Church’s Political Influence Going Up, Poll Shows

Church’s Political Influence Going Up, Poll Shows

Published: August 15, 2012 (Issue # 1722)

MOSCOW — Russians are increasingly aware of the Orthodox Church’s influence on the political life of the country, but are attaching less importance to its teachings, according to a new poll released Tuesday.

Exactly half of those consulted by the state-run VTsIOM pollster said they felt the church’s influence in domestic politics, a six-percent rise over the 2010 figure. Forty-three percent said religious officials shape Russia’s course in international affairs.
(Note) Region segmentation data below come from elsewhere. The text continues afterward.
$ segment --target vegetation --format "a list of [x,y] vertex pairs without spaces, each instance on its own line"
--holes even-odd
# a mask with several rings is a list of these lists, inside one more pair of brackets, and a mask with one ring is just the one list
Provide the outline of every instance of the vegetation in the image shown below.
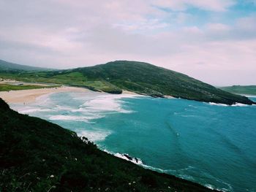
[[11,85],[0,83],[0,91],[17,91],[17,90],[26,90],[26,89],[35,89],[35,88],[56,88],[58,86],[53,85]]
[[168,95],[206,102],[254,103],[245,96],[224,91],[184,74],[137,61],[117,61],[61,71],[1,72],[0,77],[81,86],[111,93],[127,90],[152,96]]
[[34,67],[25,65],[18,65],[10,62],[7,62],[3,60],[0,60],[0,69],[4,72],[14,72],[14,71],[45,71],[46,68]]
[[97,149],[0,99],[0,191],[212,191]]
[[256,95],[256,85],[233,85],[220,88],[222,90],[237,94]]

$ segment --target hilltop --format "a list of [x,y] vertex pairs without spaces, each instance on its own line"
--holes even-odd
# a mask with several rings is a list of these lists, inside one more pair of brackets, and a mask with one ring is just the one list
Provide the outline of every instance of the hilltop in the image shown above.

But while respondents said the church’s political reach was growing, they said its role in the daily lives of citizens was falling, with 49 percent saying they essentially ignore the church, six percent more than two years ago.

The survey also discovered that 75 percent of Russians believe that the church should not be involved in politics, while roughly one-third said that the church should be limited to speaking only on religious matters.

In general, young Russians (37 percent) and the highly educated (33 percent) backed limiting the church’s sphere of influence. Villagers (22 percent), pensioners (20 percent) and those without higher education (18 to 19 percent) supported a greater role for the church.

VTsIOM pollsters consulted 1,600 people in 46 regions all over Russia for the survey, which was conducted in June. A margin of error of 3.4 percentage points was given for the poll.